Sangmin Oh with samples from “Knitted Light” in the TextielLab. Photos: Patty van den Elshout

The power of storytelling
For Oh, ‘Knitted Light’ is more than just visual aesthetics. He wants to raise awareness about sustainability and climate change. His sculptures symbolise the changing colours in nature caused by rising sea levels and global warming. The use of glow-in-the-dark elements elegantly highlights the beauty of our natural environment. “I hope that ‘Knitted Light’ offers a new perspective on nature. I’ve always been fascinated by the power of storytelling,” he says.

Following his success at Salone del Mobile, Oh is looking ahead to his next collaboration with Rademakers Gallery in Amsterdam. He will also participate with the gallery in PAN Amsterdam, an annual art and design fair in November. In addition, Oh’s work was recently featured in Elle Decoration’s ‘Handmade’ issue. At the TextielMuseum, his work can currently be seen in Secrets of making #3, an exhibition for the whole family. Oh also plans to develop new pieces and experiment with artificial intelligence and interactive elements to create even more futuristic works.


Samira Boon

Inspired by the Japanese art of origami, Samira Boon views folding textiles as a mathematical translation of natural processes and shapes. “Nature has optimised itself over the centuries,” she says. “The folding technique responds to this in a unique way and offers possibilities for flexible use of space.”

Her work led to the development of Archi Folds, the result of years of research and development that partly took place in the TextielLab. “It started on a small scale on a cotton warp but developed into a long-term research project and close collaboration with experts from the TextielLab,” she says.

Close-up of ‘The Diamond Origami’. Photo: Studio Samira Boon

“Since recycled yarns have been on the market, we haven’t worked with anything else unless the project requirements don’t permit it.”

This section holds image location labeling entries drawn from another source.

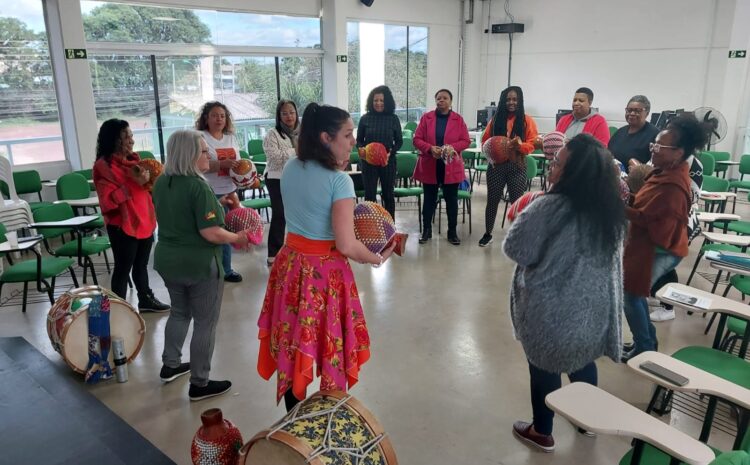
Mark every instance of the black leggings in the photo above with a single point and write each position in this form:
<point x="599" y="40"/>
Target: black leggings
<point x="387" y="176"/>
<point x="130" y="254"/>
<point x="278" y="221"/>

Translating the folding technique into computer programmes for the looms relies on knowledge that Boon has built up over the years with product developers and experts from the TextielLab. In collaboration with yarn consultant Vera De Pont, for example, they keep track of the latest developments in sustainable yarns. “I’m really pleased that we can now order recycled monofilament. That wasn’t an option 1.5 years ago. We’re constantly looking for sustainable yarns to produce our projects. Since recycled yarns have been on the market, we haven’t worked with anything else unless the project requirements don’t permit it,” Boon explains.


Salone del Mobile

Boon presented five projects at Salone del Mobile, including one of the highlights of Archi Folds: the Hermès commission. For Hermès Shanghai, Studio Samira Boon developed a 3D textile facade designed to create an intimate atmosphere in the shop and enhance the feeling of luxury. The textile installation has different degrees of transparency. The progressively transparent top section lets in natural light, while the denser weaves at the bottom ensure the shoppers’ privacy.

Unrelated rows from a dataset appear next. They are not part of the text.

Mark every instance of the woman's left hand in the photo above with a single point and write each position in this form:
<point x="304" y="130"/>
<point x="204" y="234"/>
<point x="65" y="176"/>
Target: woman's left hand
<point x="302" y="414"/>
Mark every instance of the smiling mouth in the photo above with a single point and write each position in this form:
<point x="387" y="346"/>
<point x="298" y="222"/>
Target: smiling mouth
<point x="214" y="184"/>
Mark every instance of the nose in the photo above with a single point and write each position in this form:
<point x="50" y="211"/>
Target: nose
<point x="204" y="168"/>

Textile installation for Hermès Shanghai by Studio Samira Boon. Photo: © Cai Yunpu 

Boon’s presentations in Milan were enthusiastically received. “The response to our work has been overwhelming. We’re currently talking to potential clients who approached us based on Salone del Mobile,” she says. And there’s more to come: an exhibition in Soestdijk Palace in the autumn will also feature Boon’s work. “We make work that is continuously being applied. We’re currently focused on different locations; the work finds its way to the public.”